Czasy świetności formacji dowodzonej przez wokalistę Jona Bon Joviego przypadły na przełom lat 80. i 90. Wtedy grupa sypała przebojami jak z rękawa. Teraz pozostało jej jedynie odcinanie kuponów od dawnej sławy, choć wciąż pozostaje sporą atrakcją koncertową.
Najnowszy album powstał bez gitarzysty Richiego Sambory, który wnosił do zespołu klasycznego rockowego ducha. Szczęśliwie, nie ma to wpływu na brzmienie. Znów otrzymujemy garść dobrze skrojonych stadionowych przebojów o miłości.

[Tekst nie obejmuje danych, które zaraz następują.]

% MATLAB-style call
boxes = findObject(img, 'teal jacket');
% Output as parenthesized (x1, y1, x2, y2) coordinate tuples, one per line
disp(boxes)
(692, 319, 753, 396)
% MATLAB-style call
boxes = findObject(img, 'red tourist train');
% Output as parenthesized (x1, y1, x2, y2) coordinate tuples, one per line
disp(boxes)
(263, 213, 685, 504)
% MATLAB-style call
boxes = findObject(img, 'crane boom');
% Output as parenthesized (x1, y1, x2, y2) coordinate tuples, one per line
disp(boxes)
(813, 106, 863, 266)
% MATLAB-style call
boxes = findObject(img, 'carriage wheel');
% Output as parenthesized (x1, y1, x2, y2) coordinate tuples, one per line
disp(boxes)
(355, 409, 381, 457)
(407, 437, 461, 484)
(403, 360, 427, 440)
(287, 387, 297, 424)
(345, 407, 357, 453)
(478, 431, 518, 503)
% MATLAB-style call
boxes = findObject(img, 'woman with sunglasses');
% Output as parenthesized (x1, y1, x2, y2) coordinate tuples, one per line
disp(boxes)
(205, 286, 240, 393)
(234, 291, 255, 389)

Bon Jovi pozostają wierni ugładzonemu rockowemu brzmieniu z wiodącą gitarą. Nośne refreny i rockowy power mają tytułowy „This House Is Not For Sale", "Scars on this Guitar" i "Living With The Ghost". Nieco karykaturalnie wypada podbarwiony elektronicznym bitem "Born Again Tomorrow".
Bon Jovi znacznie lepiej prezentują się w balladach: "Labor of Love", "The Devil`s in the Temple" i "Come On Up to our House". To była zawsze mocna strona zespołu. Zwraca uwagę okładka przedstawiająca opuszczony dom wyrastający z pnia drzewa.